The processing system according to claim 15, wherein the third buffer and the fourth buffer comprise one buffer.

The first memory location and the second memory location are one memory location;
The processing system according to claim 15.

The processing system of claim 15, wherein the third memory location and the fourth memory location are one memory location.

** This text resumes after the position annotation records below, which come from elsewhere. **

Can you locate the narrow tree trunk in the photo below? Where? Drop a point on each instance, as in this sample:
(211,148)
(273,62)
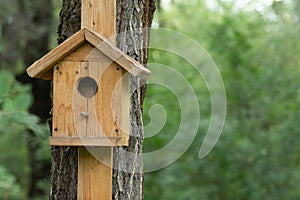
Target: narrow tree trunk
(132,17)
(127,175)
(64,159)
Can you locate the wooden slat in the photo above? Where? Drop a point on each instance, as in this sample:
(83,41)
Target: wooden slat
(88,141)
(40,69)
(106,47)
(63,96)
(79,102)
(86,52)
(95,174)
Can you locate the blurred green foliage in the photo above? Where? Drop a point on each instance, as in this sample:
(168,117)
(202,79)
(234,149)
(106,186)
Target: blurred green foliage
(257,156)
(257,52)
(15,122)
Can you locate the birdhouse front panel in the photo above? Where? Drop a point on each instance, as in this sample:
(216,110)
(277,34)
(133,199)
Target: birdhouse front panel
(90,100)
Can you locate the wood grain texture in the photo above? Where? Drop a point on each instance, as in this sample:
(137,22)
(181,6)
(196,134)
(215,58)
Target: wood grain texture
(118,56)
(41,68)
(88,141)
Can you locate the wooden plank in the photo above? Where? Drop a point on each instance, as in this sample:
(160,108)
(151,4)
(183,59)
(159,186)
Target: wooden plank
(99,16)
(79,102)
(88,141)
(125,106)
(40,69)
(94,176)
(118,56)
(87,52)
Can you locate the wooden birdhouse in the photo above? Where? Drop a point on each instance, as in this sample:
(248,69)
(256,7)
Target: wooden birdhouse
(90,90)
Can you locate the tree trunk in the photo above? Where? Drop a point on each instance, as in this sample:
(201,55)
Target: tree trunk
(64,159)
(127,183)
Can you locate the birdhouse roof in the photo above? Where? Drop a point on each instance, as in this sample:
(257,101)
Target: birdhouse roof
(43,67)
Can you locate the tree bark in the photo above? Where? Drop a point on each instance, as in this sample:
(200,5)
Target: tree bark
(64,168)
(133,19)
(128,170)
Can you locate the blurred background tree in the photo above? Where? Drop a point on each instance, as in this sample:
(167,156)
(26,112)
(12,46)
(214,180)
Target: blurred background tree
(256,48)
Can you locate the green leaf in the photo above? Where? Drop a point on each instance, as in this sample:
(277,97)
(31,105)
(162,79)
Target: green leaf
(6,81)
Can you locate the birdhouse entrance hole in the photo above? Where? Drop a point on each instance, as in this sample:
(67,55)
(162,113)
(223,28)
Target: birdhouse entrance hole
(87,87)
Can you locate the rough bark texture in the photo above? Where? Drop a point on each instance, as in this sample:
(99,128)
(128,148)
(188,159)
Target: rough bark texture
(132,16)
(65,159)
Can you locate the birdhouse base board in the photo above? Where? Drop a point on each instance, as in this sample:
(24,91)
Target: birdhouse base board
(88,141)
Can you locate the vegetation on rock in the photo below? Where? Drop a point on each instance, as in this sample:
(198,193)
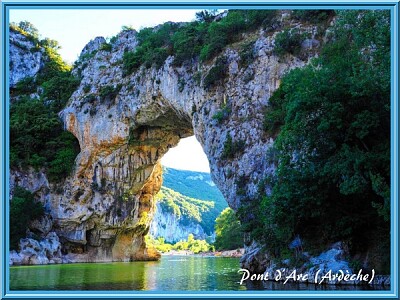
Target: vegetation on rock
(37,137)
(201,38)
(199,186)
(23,210)
(228,231)
(191,244)
(332,180)
(184,208)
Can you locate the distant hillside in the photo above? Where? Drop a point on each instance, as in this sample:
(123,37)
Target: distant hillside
(197,185)
(177,216)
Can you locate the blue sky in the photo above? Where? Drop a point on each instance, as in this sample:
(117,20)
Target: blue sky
(74,28)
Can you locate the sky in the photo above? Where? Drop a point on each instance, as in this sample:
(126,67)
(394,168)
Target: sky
(74,28)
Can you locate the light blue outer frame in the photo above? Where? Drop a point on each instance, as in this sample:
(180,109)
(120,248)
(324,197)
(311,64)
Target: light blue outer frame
(6,5)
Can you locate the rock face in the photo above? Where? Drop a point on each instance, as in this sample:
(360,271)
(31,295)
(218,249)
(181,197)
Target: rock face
(25,60)
(126,123)
(33,252)
(169,226)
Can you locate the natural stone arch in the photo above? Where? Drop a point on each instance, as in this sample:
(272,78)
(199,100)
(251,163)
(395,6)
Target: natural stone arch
(129,133)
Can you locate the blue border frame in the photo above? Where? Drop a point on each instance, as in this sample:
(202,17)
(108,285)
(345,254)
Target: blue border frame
(6,5)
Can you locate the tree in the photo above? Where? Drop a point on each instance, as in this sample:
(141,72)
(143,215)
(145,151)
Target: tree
(206,15)
(229,233)
(29,28)
(23,210)
(333,166)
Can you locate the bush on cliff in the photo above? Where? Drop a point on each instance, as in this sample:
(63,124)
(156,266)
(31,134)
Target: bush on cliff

The processing system of claim 15, wherein the processor core is further configured to abort the memory access transaction in response to detecting at least one of an interrupt, a buffer overflow, and a program error.

On the computer,
A procedure for initiating a memory access transaction;
A transactional read operation using a first buffer associated with memory access tracking logic for a first memory location and a transactional using a second buffer associated with the memory access tracking logic for a second memory location Performing at least one of the write operations;
Performing at least one of a non-transactional read operation for a third memory location and a non-transactional write operation for a fourth memory location;
A procedure for aborting the memory access transaction in response to detecting, by the memory access tracking logic, an access to at least one of the first memory location and the second memory location by a device other than the computer; and a transaction abort condition A program for executing the procedure of completing the memory access transaction regardless of the state of the third memory location and the state of the fourth memory location in response to a failure in detecting the memory device.

Memory,
A processing system coupled to the memory,
An apparatus configured to perform the method of any one of claims 1 to 14, wherein the processing system.